Autograd.grad computation time becomes longer and longer

Hi dear community, I want to post a question about autograd.

Here are my functions:

def gradients(net, inputdata):
    inputs_res = inputdata.clone()
    outputs_res = net(inputs_res)
    gradients = autograd.grad(outputs=outputs_res, inputs=inputs_res,
                              grad_outputs=torch.ones(outputs_res.size()),
                              create_graph=True, retain_graph=True, only_inputs=True)[0]
    return gradients

def nn_sym4(x0, y0, h, net):
    gamma1 = torch.Tensor(np.asarray(1 / (2 - 2**(1/3)))).reshape(-1,1)
    gamma2 = torch.Tensor(1 - 2 * gamma1)
    x, y = x0, y0
    x, y = nn_verlet(x, y, h * gamma1, net)
    x, y = nn_verlet(x, y, h * gamma2, net)
    x, y = nn_verlet(x, y, h * gamma1, net)
    return x, y

def nn_verlet(x0, y0, h, net):
    a = time.time()
    xy0 = torch.cat((x0, y0), dim = 1)
    b = time.time()
    print('cat1:',b-a)
    retx = xy0[:,0:2].reshape(-1,2) +  (gradients(net, xy0)[:,2:4].reshape(-1,2))* h / 2.0
    c = time.time()
    print('grad1:',c-b)
    pv1 = torch.cat((retx, xy0[:,2:4].reshape(-1,2)), dim = 1)
    d = time.time()
    print('cat2:',d-c)
    rety = xy0[:,2:4].reshape(-1,2) - (gradients(net, pv1)[:,0:2].reshape(-1,2)) * h
    e = time.time()
    print('grad2:',e-d)
    pv2 = torch.cat((retx, rety), dim = 1)
    f = time.time()
    print('cat3:',f-e)
    retx = retx + (gradients(net, pv2)[:,2:4].reshape(-1,2)) * h / 2.0
    g = time.time()
    print('grad3:',g-f)
    return retx, rety

def generate_data(neth, pos_t0, vel_t0, batch_size, NT):
    pos, vel = autograd.Variable(torch.Tensor(pos_t0.clone()), requires_grad=True),autograd.Variable(torch.Tensor(vel_t0.clone()), requires_grad=True)
    for t in range(NT):
        pos, vel= nn_sym4(pos, vel, dt, neth)
    return pos_g, vel_g

When I run generate_data(), I found it really slow to compute “nn_sym4()”, because as the number of iteration grows, the function gradients() needs more and more time.
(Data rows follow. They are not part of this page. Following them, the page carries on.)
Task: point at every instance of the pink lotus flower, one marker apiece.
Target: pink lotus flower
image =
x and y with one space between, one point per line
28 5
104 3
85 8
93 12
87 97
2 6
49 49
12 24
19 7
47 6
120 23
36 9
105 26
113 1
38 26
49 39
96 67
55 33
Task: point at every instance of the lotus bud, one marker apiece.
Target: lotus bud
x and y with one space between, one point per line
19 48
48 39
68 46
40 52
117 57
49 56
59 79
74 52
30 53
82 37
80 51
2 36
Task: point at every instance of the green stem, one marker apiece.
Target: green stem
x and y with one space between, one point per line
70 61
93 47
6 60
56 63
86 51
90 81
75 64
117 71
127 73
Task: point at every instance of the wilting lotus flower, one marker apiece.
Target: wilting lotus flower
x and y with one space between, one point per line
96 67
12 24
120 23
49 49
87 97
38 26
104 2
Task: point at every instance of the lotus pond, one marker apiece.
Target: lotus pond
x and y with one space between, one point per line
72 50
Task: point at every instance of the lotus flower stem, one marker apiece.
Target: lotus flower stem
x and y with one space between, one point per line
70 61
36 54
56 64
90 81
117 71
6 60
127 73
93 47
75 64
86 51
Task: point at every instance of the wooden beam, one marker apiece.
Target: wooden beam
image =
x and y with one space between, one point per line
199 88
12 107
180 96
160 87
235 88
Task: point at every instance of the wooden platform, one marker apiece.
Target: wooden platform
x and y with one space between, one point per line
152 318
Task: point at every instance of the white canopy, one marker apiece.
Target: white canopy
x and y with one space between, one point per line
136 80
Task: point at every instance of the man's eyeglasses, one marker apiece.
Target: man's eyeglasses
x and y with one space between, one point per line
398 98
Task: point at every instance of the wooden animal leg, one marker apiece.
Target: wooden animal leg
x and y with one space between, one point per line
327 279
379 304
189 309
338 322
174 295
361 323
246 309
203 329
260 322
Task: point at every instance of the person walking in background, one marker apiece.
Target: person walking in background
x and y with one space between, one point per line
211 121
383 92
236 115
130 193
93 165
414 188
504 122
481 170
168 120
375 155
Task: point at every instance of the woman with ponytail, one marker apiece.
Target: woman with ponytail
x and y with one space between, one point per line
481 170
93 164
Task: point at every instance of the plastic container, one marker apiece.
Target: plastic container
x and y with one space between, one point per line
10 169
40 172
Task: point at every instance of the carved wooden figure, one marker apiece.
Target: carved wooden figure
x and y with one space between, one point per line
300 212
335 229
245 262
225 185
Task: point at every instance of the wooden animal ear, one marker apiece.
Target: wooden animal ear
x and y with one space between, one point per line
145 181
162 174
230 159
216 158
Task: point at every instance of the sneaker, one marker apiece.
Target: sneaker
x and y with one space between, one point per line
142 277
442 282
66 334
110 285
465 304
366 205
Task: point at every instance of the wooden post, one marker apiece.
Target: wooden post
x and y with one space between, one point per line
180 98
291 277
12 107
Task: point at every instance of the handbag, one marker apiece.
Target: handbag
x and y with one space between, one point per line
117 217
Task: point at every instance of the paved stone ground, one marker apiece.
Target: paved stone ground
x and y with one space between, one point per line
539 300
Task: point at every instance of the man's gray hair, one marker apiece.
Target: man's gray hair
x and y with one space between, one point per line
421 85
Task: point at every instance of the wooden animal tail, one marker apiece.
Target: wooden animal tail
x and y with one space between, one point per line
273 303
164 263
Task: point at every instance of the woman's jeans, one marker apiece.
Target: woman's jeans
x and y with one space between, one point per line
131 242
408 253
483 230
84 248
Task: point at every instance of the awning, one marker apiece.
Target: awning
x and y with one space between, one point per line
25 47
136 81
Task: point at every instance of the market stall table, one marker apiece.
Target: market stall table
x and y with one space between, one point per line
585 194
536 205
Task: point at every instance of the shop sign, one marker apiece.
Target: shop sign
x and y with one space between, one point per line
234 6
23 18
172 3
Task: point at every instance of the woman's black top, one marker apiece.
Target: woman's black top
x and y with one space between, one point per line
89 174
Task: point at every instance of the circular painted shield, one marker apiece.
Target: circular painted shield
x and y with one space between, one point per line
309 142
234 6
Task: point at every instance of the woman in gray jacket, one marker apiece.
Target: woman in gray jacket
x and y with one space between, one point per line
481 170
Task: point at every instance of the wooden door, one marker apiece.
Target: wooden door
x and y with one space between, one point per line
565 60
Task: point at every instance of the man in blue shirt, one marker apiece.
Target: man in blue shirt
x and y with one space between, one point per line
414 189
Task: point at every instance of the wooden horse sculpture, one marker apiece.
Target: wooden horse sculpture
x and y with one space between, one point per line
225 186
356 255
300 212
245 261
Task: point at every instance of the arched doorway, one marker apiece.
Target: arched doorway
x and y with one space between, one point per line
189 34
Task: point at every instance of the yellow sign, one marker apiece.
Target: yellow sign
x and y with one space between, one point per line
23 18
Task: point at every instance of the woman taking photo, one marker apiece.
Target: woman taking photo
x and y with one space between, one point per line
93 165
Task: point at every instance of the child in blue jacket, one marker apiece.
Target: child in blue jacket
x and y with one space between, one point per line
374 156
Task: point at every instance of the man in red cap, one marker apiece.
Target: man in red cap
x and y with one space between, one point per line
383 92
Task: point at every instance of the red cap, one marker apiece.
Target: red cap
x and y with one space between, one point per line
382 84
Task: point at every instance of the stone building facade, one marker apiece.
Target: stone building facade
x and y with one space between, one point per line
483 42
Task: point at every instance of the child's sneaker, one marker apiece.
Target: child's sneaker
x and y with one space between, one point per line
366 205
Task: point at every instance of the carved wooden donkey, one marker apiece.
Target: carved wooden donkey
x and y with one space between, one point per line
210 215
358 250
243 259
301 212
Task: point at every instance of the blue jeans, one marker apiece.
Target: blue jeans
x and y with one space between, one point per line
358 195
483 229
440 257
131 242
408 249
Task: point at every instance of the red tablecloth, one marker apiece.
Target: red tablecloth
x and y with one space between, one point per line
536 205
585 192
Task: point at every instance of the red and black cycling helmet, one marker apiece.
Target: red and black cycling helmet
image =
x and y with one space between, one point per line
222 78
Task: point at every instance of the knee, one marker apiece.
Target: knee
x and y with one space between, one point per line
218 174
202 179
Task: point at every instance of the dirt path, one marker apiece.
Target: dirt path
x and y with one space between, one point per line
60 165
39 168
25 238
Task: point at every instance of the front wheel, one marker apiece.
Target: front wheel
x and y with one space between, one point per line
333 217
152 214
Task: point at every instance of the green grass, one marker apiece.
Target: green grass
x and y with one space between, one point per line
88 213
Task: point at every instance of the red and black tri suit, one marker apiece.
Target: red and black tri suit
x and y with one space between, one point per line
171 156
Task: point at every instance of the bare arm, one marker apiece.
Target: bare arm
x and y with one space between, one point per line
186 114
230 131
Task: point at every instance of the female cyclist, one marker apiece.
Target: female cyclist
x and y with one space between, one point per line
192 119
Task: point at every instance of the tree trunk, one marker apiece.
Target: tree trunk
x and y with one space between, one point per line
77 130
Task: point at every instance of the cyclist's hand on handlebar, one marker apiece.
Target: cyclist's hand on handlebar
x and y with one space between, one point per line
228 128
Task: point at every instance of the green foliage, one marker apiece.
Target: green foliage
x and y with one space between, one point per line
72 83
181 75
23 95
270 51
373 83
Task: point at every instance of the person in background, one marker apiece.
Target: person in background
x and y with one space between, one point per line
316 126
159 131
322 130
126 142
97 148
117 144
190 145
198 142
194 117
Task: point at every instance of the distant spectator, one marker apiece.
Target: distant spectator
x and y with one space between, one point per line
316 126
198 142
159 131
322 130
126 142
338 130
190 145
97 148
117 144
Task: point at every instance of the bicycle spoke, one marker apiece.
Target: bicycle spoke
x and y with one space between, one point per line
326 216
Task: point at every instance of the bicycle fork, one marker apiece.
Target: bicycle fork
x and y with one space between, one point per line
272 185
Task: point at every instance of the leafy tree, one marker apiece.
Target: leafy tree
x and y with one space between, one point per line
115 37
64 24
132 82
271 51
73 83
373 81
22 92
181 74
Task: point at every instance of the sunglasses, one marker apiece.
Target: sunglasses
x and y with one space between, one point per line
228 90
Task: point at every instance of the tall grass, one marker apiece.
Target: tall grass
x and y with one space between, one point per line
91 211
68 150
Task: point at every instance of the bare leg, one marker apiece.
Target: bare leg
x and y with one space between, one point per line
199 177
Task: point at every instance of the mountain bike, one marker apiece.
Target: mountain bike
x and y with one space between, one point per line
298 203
I guess it is because I use too many autograd()? So the graph is accumulated to bigger and bigger? Or is here anyway to make the process quicker. I tried to release the graph but failed, and make grad as 0 doesn’t work either.

Thanks!

I guess this might be the case as you are using retain_graph=True in your code.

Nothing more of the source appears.